I wasn’t being true to who I am as a writer.
I noticed that comments and reviews from my first work got into my subconscious and I was attempting to please everyone and play by the rules: but I’m not really a rule player.
There was one review on Goodreads about MISSING that said “I really liked the imperfection of the characters.” That one sentence really struck me because I love characters that are complex, flawed, and imperfect.
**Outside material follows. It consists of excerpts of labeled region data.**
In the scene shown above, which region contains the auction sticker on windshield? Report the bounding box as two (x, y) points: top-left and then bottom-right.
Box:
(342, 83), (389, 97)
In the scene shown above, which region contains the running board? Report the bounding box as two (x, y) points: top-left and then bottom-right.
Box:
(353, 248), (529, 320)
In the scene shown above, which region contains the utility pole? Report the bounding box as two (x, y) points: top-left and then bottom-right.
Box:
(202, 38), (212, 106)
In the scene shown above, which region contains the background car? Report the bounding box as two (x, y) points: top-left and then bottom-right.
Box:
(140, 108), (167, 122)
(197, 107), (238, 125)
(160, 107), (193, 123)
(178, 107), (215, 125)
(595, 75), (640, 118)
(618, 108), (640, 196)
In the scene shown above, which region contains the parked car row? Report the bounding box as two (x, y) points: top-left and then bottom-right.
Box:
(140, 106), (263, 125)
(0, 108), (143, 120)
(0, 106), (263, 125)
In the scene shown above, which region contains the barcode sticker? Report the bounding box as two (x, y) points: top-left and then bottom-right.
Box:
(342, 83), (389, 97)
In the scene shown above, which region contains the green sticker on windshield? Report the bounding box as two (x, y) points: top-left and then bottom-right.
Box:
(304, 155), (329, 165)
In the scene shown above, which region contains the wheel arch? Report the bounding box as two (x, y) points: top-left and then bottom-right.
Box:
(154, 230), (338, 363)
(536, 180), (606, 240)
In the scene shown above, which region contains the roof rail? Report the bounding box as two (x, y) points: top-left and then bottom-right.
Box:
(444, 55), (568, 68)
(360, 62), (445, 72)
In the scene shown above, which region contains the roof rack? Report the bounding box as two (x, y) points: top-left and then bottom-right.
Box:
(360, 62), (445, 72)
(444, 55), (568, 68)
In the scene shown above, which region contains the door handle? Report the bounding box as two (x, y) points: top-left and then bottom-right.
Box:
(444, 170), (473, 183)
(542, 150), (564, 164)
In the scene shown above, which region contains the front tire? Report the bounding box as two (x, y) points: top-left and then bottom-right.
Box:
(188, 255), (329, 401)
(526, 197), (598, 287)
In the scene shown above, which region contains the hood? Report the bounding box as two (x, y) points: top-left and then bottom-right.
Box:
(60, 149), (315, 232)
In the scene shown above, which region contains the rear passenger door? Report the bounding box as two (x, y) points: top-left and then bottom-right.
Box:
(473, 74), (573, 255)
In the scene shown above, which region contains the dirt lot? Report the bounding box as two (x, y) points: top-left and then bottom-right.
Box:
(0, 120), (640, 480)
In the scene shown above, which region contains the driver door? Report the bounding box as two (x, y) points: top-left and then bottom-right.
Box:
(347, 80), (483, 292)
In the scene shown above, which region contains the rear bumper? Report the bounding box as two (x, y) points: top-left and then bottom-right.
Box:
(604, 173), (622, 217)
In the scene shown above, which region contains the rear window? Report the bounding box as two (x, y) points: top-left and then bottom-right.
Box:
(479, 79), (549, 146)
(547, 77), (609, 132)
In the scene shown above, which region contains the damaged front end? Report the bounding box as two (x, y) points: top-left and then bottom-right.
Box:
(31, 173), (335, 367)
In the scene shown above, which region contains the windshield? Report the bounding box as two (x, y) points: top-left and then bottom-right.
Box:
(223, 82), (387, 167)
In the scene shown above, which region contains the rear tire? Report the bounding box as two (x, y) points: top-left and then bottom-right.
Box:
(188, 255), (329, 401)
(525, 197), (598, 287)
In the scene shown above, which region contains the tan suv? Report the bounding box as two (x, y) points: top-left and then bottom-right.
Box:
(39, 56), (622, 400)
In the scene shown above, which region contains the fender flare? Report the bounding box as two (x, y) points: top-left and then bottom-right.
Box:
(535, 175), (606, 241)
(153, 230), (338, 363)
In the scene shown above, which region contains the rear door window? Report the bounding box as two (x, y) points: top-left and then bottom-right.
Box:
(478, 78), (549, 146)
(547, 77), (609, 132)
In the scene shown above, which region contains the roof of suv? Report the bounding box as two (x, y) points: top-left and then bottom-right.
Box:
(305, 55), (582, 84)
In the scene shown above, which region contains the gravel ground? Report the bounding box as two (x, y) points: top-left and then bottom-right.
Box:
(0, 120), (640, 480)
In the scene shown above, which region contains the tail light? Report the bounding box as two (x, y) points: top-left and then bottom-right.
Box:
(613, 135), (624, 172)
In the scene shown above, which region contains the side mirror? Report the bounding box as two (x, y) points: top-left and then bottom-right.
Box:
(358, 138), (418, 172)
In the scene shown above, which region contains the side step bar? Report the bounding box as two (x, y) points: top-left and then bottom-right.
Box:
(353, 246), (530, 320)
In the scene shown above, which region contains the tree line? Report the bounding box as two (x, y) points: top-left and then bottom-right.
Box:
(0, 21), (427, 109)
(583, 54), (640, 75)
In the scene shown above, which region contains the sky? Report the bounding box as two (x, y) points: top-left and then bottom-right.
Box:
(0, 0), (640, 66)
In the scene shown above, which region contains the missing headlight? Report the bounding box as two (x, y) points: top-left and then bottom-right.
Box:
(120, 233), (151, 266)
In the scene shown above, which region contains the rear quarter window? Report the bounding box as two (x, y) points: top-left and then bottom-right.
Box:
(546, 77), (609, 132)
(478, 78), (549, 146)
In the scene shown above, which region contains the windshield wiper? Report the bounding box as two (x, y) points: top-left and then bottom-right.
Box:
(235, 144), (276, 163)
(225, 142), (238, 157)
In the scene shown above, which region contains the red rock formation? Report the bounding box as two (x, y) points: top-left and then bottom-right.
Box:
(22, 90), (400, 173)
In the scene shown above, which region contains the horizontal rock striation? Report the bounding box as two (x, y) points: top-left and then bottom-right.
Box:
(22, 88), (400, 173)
In my new work (which will have mystery and thriller elements), I was attempting to write a very romantic couple with no bumps in their relationship; all was right with the world, perfection.
It was boring me.
I’ve been in my own relationship for over ten years and I know that no relationship is perfect. All marriages take work. Careers and other things get in the way and that ‘new love’ feeling changes. I see nothing wrong with exploring that aspect in writing as well. I did it in MISSING (and of course that bothered some readers) while others loved it. I need to continue to be the writer that I enjoy being. I’m going to sometimes write F’d up people who are trying to do right in the world and may not always be perfect.
I find that to be much more exciting to write.
And now I’m back to change my protagonist again. While I’m excited to finally see this entire story come together (and it may actually grow into a series the way it is going), I’m just excited to be discovering things about myself during the process.
Thankful I have some awesome people in my life that help point these things out to me.